Theology also answers the difficult questions of exegesis: How do we read the Torah? How do we decide what is literal and what is metaphorical? Our need to know is more urgent than idle interest, and runs deeper than nostalgia.
We need a theology that implicitly or explicitly addresses the following concerns:
- One that makes sense of the distinctions between the people of Israel (Am Yisrael), the land of Israel (Eretz Yisrael), and the government of Israel (Medinat Yisrael). The three are not synonymous, of course, and it is not obvious where our loyalties lie. What is included in the definition of each? Are they equally important to us? Are there situations where we would choose one over the others? Is there an absolute in this relationship – a line that may not be crossed? And how do we handle dissent and dissonance on these issues?

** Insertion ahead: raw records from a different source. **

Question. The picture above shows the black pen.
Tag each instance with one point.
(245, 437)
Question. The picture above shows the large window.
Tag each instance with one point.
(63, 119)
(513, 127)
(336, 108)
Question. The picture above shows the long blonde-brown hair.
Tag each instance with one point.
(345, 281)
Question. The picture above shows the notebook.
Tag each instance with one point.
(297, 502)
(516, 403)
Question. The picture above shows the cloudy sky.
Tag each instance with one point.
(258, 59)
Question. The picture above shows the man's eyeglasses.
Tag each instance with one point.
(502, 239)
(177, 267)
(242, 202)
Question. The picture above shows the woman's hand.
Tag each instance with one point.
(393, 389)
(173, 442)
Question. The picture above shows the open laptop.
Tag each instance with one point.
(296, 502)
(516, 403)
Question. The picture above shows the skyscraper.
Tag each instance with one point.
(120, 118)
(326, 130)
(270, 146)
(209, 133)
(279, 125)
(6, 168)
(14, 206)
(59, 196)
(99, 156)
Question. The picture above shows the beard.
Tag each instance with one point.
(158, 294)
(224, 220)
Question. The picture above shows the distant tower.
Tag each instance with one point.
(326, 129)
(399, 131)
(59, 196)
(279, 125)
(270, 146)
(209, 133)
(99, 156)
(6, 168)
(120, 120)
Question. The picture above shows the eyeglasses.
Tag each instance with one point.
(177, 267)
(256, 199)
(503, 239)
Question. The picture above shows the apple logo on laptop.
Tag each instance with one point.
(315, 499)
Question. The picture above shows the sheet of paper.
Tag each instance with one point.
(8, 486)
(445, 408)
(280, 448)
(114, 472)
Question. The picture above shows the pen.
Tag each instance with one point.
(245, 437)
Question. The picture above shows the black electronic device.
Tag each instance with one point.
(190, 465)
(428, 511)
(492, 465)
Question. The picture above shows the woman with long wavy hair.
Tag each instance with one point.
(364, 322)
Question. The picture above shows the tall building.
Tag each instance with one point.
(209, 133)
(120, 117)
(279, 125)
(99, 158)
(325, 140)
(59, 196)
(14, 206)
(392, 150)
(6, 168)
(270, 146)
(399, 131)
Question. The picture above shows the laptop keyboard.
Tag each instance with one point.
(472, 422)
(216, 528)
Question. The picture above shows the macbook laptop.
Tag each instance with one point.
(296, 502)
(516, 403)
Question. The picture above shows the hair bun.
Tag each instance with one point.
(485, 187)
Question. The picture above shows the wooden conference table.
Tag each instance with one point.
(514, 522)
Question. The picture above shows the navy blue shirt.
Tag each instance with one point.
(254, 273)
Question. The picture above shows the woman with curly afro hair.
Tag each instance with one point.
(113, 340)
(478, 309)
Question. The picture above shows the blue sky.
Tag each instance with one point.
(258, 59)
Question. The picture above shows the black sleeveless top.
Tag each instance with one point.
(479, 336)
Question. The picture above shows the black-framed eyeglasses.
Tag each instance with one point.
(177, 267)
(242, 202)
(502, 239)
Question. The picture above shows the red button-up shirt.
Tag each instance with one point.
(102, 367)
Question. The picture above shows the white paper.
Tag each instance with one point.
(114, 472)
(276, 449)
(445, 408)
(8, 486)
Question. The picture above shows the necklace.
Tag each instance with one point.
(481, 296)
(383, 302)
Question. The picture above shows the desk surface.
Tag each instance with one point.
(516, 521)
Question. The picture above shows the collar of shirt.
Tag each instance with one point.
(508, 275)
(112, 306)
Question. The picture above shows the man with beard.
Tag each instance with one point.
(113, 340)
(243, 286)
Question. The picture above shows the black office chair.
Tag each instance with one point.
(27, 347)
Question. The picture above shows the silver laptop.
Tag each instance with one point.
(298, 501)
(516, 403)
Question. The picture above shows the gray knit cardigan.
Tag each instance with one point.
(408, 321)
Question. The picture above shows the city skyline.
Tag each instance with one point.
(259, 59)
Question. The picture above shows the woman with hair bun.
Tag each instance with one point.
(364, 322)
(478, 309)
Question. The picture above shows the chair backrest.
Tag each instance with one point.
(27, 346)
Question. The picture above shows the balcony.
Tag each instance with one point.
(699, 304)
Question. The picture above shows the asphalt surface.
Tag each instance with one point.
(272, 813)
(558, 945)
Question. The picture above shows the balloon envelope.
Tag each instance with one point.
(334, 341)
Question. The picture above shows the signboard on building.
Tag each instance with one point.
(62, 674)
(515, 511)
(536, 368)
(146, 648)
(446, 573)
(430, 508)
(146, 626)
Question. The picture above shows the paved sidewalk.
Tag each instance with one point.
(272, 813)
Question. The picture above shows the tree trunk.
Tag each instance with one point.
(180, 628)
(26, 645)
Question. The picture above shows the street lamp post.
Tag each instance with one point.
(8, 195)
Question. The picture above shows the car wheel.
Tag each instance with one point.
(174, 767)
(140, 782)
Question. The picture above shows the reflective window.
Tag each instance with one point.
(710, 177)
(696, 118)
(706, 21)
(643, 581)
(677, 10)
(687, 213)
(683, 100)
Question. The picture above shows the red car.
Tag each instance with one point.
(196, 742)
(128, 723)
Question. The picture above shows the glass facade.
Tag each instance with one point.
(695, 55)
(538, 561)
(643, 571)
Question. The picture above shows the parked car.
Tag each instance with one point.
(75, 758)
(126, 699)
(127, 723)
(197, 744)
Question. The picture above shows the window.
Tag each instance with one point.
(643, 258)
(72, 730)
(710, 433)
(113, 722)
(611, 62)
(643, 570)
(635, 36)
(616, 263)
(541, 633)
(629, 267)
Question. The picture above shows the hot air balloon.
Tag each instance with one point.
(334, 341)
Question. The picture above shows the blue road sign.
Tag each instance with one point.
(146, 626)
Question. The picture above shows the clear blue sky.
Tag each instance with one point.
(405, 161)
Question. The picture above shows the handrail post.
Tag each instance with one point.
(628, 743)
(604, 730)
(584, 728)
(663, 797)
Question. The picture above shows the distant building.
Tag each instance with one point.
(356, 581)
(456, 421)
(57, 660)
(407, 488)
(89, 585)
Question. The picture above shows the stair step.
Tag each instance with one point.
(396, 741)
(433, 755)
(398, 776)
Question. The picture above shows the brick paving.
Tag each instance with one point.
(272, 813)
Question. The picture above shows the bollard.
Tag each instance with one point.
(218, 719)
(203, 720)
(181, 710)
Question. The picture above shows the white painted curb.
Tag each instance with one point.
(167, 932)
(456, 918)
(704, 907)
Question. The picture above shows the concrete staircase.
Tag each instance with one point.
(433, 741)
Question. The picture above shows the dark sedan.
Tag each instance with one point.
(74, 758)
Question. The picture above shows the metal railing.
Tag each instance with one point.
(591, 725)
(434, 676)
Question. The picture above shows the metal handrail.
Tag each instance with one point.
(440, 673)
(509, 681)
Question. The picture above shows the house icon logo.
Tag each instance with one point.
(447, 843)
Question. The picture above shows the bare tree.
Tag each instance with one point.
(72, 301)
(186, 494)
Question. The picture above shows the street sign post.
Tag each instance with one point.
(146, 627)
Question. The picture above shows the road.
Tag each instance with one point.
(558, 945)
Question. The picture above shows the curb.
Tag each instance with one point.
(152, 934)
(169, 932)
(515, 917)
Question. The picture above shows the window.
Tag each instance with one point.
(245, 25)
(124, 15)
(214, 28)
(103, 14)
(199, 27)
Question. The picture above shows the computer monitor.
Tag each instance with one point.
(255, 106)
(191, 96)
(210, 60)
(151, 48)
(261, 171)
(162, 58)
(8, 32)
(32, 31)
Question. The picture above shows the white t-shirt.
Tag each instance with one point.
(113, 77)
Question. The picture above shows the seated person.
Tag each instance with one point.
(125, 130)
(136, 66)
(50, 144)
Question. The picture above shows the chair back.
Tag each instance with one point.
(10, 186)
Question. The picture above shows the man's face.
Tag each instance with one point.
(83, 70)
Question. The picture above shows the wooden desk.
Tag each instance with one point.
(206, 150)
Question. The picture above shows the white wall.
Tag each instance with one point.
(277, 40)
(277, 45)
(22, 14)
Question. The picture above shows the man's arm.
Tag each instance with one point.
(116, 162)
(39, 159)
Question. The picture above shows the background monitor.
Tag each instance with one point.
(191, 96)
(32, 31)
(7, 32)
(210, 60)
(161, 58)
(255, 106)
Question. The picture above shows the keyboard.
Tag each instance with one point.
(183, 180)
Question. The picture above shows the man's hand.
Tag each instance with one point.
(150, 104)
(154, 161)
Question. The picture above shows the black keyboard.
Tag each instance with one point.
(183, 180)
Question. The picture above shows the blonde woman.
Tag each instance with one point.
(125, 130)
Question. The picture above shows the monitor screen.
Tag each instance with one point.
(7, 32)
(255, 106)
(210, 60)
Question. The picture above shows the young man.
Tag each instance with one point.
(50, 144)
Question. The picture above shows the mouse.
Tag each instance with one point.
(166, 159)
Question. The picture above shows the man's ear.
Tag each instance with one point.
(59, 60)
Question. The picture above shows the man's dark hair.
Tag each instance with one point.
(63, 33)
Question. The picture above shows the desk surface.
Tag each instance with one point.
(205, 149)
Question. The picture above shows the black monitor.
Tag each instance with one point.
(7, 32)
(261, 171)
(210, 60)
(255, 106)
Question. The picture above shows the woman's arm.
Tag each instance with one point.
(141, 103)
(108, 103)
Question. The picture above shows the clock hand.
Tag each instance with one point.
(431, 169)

- One that explains the concept of commandment. The implicit danger of the informed choice model is the potential for devolution into anarchy. We continuously face the accusation of succumbing to mere laziness rather than engaging in principled decision-making. At the same time, we cannot enforce dogma, and would find it morally repugnant to do so. Another model is needed, one that emphasizes the voluntary aspects of affiliation while encouraging consensus of some kind regarding these choices. How might we redefine the concept of reform?
- One that investigates the concept of covenant. What kind of relationship do we have with God? Is our model that of a covenant, and if so, is it an inclusive one? Does God play favorites? Or do we recognize a universal ethic? How do we resolve the tension between a particular covenant and a universal mission? And how do we go about healing in the wake of a breach in our understanding of the covenant?
What we do not need, however, is bad theology. We do not need the kind of theology that leaves us wounded with no structure with which to rebuild. We do not need the kind of theology that convinces us that we have the right and obligation to dominate others, to make them bend to our will. We do not need a theology that forces us to defend the indefensible in the name of tradition.
What we need is a theology of purpose that answers these questions, shapes our exegesis, and defines our agenda.